On July 6, 2011 the European Commission (Commission) published the
results of its second monitoring exercise of patent settlements in
the pharmaceutical sector (Second Monitoring Report). The Commission notes “with satisfaction” that there is a continued decline in the number of patent settlements it considers to be “potentially problematic” under EU antitrust law. The absolute number of patent settlements increased in relative terms in 2010, showing that the Commission does not prevent companies from settling patent disputes within the boundaries of EU antitrust law. However, ongoing probes at EU and Member State level indicate that the sector will continue to be under the antitrust spotlight.

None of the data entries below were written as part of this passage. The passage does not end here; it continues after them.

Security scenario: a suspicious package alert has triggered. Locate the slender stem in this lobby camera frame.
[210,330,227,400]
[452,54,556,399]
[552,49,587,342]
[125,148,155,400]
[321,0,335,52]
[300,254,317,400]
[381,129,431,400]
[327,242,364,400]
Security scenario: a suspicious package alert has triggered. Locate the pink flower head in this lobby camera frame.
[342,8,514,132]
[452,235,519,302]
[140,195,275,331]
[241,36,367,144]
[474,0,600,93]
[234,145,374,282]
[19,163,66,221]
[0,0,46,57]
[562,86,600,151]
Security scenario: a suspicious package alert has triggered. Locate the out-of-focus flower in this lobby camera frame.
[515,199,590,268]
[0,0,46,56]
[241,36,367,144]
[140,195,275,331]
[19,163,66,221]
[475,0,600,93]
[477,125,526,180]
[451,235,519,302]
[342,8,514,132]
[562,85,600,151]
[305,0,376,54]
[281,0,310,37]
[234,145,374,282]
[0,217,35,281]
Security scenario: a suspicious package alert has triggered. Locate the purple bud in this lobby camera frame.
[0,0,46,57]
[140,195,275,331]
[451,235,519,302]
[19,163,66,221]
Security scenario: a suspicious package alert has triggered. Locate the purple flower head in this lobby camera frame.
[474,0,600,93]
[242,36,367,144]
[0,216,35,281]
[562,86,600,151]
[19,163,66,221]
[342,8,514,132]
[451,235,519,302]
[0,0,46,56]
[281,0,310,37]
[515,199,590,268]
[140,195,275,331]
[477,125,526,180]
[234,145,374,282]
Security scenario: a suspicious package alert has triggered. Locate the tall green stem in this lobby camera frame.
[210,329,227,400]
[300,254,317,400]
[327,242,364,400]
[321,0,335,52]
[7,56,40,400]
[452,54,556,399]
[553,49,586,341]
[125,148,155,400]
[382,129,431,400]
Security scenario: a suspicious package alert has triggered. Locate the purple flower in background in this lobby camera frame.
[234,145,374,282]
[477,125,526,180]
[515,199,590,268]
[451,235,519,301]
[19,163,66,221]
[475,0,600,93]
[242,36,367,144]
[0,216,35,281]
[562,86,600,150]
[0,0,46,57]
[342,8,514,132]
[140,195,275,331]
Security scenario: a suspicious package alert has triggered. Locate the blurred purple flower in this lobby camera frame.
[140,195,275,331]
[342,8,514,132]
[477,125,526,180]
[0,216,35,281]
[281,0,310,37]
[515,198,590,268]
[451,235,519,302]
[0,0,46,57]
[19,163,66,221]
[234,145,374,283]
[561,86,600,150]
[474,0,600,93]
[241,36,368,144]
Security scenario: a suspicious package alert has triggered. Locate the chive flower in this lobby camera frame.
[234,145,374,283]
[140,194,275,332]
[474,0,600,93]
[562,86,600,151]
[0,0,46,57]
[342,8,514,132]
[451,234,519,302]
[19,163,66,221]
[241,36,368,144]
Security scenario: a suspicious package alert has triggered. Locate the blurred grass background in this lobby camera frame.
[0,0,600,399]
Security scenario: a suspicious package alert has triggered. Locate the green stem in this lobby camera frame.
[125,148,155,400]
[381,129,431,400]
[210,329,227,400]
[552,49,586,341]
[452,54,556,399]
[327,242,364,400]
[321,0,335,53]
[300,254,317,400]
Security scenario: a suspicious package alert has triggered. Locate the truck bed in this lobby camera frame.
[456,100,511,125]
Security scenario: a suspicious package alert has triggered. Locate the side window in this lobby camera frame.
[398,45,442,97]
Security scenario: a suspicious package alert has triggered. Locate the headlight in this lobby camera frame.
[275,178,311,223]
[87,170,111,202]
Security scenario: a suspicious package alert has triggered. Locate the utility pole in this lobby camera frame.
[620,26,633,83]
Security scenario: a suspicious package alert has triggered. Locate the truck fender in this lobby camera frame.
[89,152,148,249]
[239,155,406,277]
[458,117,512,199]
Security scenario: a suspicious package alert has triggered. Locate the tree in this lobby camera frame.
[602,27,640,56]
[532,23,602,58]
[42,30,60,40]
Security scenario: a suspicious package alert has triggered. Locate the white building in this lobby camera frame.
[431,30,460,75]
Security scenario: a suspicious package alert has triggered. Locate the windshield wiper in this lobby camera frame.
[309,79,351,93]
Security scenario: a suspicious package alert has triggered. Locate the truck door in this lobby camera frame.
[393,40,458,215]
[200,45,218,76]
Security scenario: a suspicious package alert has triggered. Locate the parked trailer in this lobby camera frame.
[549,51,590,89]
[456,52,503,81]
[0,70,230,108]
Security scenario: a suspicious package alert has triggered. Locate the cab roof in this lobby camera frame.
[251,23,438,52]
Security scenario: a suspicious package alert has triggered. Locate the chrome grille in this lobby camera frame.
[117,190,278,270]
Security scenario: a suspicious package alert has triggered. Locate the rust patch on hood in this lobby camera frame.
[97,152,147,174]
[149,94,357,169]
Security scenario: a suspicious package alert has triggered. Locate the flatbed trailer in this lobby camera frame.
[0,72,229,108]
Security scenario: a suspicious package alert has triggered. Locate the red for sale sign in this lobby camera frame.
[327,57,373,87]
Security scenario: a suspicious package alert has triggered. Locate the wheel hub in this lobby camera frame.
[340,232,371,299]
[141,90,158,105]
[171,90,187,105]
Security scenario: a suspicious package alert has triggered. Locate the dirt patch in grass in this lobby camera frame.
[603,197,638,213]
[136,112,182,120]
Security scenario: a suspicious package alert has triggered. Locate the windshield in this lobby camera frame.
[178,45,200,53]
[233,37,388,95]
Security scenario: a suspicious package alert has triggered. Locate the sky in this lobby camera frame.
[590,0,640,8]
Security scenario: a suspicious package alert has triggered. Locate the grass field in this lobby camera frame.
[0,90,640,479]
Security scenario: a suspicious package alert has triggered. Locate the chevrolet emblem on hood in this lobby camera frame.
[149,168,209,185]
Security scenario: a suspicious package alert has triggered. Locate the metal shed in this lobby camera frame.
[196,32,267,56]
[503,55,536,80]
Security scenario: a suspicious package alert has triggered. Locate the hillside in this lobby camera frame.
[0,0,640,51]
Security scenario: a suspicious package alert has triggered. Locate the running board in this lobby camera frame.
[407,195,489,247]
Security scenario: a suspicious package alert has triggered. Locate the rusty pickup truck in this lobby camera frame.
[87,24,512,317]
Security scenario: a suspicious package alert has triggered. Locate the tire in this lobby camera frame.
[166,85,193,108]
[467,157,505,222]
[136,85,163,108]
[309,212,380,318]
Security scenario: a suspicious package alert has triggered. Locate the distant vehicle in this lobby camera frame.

Companies operating in the EU pharmaceutical sector will be familiar with the Commission’s sustained interest in their business which reached a highwater mark with an 18-month sector inquiry and final report in July 2009 (Final Report). However, the sector inquiry provided only a limited indication of which patent settlements would invite antitrust scrutiny in the EU. In relation to patent settlements, the Final Report stated:
“Agreements that are designed to keep competitors out of the market may also run afoul of [EU] competition law. Settlement agreements that limit generic entry and include a value transfer from an originator company to one or more generic companies are an example of such potentially anticompetitive agreements, in particular where the motive of the agreement is the sharing of profits via payments from originator to generic companies to the detriment of patients and public health budgets.